The combination of an absolute nest of an Airbnb, meeting up with friends, zipping about on the tube and in Ubers, and doing some ‘normal’ non-travel things, made Santiago unexpectedly feel like a home from home.

Still adjusting to winter, the appearance of heating, fleecy blankets and Netflix in our little apartment meant any sightseeing immediately went out the window on our first evening and we settled in to make fajitas, pick a series to binge-watch and drink our souvenir from the Casablanca vineyard we’d stopped at on the way from Valparaiso.

After more episodes than we’re prepared to admit, we did venture out to explore, starting with Lastarria, right on our doorstep. Our Airbnb host told us we’d find a bohemian neighbourhood filled with cafes, bars, and quirky boutiques. Whilst the cafes seemed cosy by day, the bars lively by night, and the side alleys and squares were home to craft stalls and food carts, it seemed that the off-beat reputation had morphed into a glossier, posher version of bohemia. We thought that (aside from the busy but touristy restaurants in Patio Bellavista), the Bellavista neighbourhood was more deserving of the bohemian crown with its colourful houses, street murals, an independent cinema, comic shop and craft brewery. Further west, beyond the palm-filled Plaza de Armas and the seafood Mecca of Mercado Central, Barrio Brasil also had its share of small ‘menu del dia’ cafes, decorated streets, and jugglers practising in Plaza Brasil park.

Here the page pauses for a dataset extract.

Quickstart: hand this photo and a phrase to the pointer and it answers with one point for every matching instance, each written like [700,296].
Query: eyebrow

We spent most of one day walking from Plaza Brasil, along the river to the market where we joined an impressively long queue for some freshly-baked empanadas, around Bellavista’s colourful streets stopping to sit in the sunshine with a craft beer tasting selection, along the river through Parque Forrestal, and into Lastarria for ice cream, an incredible waffle sandwich concoction from a food cart, and for Timian’s bushy backpacker beard to undergo the full hipster beard treatment involving a cut-throat razor shave, scented beard oil and a full head wrap with hot towels… whilst Rebecca played Spot The Biggest Moustache from the waiting room sofa. For over an hour.

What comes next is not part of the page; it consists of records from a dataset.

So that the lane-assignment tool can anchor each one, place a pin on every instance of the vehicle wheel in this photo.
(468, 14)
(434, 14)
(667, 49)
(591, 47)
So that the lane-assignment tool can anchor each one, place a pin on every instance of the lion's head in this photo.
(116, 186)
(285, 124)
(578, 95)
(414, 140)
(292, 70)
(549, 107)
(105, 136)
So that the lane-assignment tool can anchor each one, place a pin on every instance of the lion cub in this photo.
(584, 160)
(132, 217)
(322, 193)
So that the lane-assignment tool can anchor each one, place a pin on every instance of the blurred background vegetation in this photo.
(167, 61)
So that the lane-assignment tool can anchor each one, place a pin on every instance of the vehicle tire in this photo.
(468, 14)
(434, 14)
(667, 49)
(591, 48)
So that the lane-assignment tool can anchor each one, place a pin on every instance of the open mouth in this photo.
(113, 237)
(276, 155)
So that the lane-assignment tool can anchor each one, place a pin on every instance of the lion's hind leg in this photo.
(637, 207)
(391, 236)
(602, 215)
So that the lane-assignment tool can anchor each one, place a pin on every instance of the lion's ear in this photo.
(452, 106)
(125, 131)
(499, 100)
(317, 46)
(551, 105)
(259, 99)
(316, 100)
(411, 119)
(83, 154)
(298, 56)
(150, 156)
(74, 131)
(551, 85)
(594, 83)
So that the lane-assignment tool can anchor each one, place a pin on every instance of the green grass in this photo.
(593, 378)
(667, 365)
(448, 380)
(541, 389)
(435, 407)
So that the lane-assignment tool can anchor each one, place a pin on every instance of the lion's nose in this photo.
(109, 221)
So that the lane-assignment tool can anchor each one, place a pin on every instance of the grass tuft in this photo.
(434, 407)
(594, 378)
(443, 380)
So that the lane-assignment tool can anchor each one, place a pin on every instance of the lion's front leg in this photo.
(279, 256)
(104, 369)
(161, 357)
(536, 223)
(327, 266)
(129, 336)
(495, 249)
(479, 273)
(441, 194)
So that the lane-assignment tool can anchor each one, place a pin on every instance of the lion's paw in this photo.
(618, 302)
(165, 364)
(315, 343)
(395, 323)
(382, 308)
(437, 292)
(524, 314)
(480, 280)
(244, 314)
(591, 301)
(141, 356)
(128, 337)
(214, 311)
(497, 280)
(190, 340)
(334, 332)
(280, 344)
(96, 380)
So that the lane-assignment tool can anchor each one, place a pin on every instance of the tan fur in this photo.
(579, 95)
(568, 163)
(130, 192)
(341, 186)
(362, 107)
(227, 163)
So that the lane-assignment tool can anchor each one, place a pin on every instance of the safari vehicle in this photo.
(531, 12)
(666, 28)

Also in Lastarria we found Bocanariz; a bar with its own wine cellar offering over 400 Chilean wines. You could order any by the bottle or the glass, but we went for their themed tasting flights – themed by region, style or type of production – of three glasses filled 1/3 each. Flights flighted, we Uber’d our way to our friend Alejandra’s apartment for a barbecue on her balcony. Here we were introduced to the Chilean bbq staple of Asado Americano cuts of beef, homemade pisco sours and some Chilean rock music.

At this point we realised that both Chile and Peru claim pisco sours as their national drink, so of course we had to compare Santiago sours to the Peruvian piscos we’d had a few weeks before in Lima. We think the Asado Americano cut was a mix of neck and sirloin… but due to our pisco comparisons, that memory may not be entirely accurate. But either way, it was delicious.

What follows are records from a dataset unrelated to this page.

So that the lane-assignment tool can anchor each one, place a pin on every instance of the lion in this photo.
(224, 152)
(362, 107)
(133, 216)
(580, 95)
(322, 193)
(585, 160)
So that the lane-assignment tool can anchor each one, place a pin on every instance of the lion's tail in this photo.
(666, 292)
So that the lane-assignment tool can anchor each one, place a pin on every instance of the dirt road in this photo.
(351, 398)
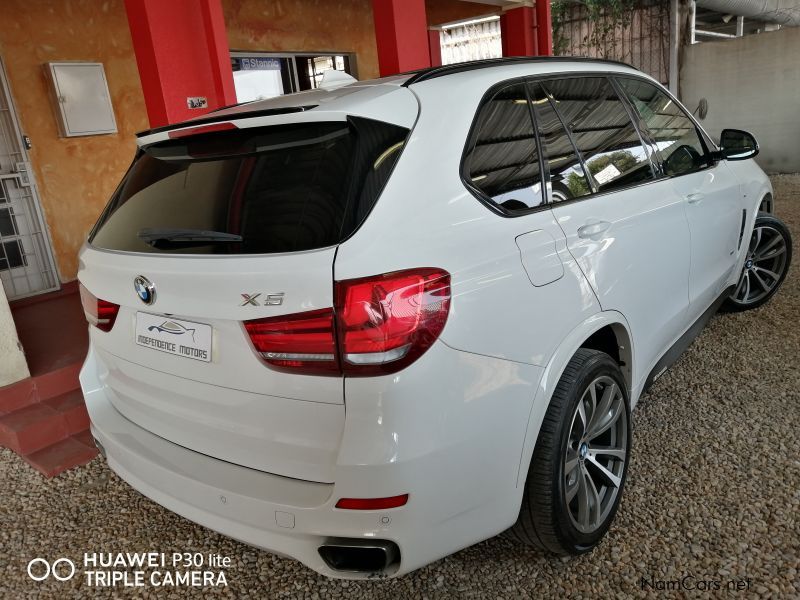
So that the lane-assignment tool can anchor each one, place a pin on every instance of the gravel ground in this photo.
(713, 494)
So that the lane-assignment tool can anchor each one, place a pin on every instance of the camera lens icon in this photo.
(40, 569)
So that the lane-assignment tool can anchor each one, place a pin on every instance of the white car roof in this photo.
(388, 99)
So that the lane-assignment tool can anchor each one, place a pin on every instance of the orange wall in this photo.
(447, 11)
(75, 175)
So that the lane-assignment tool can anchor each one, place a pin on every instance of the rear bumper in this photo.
(454, 500)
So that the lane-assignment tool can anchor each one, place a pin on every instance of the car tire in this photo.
(555, 515)
(769, 255)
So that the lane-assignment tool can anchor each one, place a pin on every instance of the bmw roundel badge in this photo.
(145, 289)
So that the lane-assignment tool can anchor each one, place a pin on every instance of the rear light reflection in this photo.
(100, 313)
(372, 503)
(380, 325)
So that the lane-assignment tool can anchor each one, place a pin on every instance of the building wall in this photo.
(75, 175)
(750, 83)
(13, 366)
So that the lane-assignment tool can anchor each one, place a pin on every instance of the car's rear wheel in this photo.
(769, 255)
(580, 461)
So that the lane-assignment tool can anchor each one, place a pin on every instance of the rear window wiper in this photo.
(160, 238)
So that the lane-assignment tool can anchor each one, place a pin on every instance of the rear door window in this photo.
(602, 130)
(503, 160)
(284, 188)
(567, 175)
(679, 145)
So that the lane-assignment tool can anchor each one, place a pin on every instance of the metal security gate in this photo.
(26, 261)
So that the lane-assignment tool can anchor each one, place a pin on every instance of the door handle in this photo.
(694, 198)
(593, 229)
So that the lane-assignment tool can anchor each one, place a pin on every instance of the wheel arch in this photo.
(595, 332)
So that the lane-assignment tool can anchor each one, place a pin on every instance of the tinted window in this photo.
(276, 189)
(503, 162)
(567, 176)
(602, 130)
(679, 145)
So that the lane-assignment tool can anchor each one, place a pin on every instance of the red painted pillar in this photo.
(544, 28)
(401, 33)
(182, 52)
(517, 31)
(435, 46)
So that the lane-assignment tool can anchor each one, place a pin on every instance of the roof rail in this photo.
(435, 72)
(213, 117)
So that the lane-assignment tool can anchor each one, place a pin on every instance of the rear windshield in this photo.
(283, 188)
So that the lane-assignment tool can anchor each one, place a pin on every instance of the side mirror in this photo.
(736, 144)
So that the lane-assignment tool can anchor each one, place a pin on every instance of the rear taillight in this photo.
(99, 313)
(380, 325)
(387, 322)
(302, 342)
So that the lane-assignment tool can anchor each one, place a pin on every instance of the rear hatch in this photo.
(211, 228)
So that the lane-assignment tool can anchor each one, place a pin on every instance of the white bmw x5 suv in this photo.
(368, 326)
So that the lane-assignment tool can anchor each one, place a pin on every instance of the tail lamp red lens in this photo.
(372, 503)
(380, 325)
(100, 313)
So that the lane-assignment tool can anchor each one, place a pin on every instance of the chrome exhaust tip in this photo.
(359, 555)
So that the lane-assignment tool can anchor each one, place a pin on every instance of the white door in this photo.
(626, 229)
(26, 261)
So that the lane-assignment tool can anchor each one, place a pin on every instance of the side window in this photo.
(680, 147)
(602, 130)
(503, 161)
(567, 176)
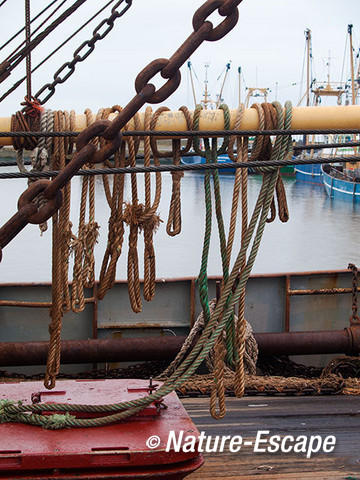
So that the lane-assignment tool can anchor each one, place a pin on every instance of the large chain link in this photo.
(111, 131)
(81, 53)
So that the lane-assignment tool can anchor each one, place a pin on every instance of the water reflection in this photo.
(321, 234)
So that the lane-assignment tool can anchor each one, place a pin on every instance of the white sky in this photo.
(268, 43)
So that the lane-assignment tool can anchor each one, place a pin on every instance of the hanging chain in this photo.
(81, 53)
(204, 30)
(354, 319)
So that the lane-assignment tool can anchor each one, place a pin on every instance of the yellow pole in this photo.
(334, 117)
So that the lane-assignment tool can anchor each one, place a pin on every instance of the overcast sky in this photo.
(268, 43)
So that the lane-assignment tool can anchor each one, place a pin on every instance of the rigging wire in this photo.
(19, 82)
(23, 28)
(13, 62)
(37, 28)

There were a lot of familiar-feeling things about Santiago (haircuts, home-cooking, house parties), but the stunning view of the snow-topped Andes, an imposing backdrop to all views east, was nothing like home. The roof terrace of our apartment block had a great view, but just across the road Cerro Santa Lucia had even better. The small but steep hill, amongst the city centre high rises, has a leafy park on top with perfect views out across the city to the mountains. Without knowing much about the city before we arrived it was a nice surprise to find somewhere on the other side of the world that felt so similar to home.